I've enjoyed some rare Miyazaki stuff, including Tiger in Schlamm, the entire Nausicaa Saga, his weird collaboration book Mushime To Anime. I also liked 'Best American Comics 2014', Logicomix, The Comics Journal 2013, as well as the ongoing minicomic of the month books. I also liked reading old copies of St. Nicolas and books by Hansi. I  liked Black Paths by David B. and the story boards book for The Wind Rises. Honestly, most of this year was spent focused on writing and drawing my own stuff and expanding what I'm trying to do with my work.
 I enjoyed learning how to make resin figures of my comics book characters as well as working on numerous short films to promote the book.

What is something non-comics that you have enjoyed in 2014?
 I traveled to Perth, Sydney, Alice Springs and Hobart. Mainly for work, but I'd always seek out odd or fun things to do. These include seeing 'Rubber Duck' by Florentijn Hofman in Sydney, photographing Hobart from a distance with a telescope as well as visiting the closing night of Dark Mofo and hanging out in the replica Space Shuttle. I saw the beaches of Mandurah and Coolongatta within days of each other, taking long ocean swims.

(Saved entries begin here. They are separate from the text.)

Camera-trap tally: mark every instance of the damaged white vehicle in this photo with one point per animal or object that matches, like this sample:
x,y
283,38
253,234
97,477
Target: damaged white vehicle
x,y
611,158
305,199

Seeing highlights of the Adelaide festival was fun, as was traveling to Alice Springs and seeing the West McDonnell Ranges. I enjoyed seeing the 'Behind the Myths' tour with my nephew and also building the newly tooled 1/72 A6M2b Zero model plane from Tamiya.

What are you looking forward to in 2015?
I'm looking forward to working on the next Anders book, as well as numerous other book projects and illustrations. I'm also looking forward to traveling more and producing more figurines and short films.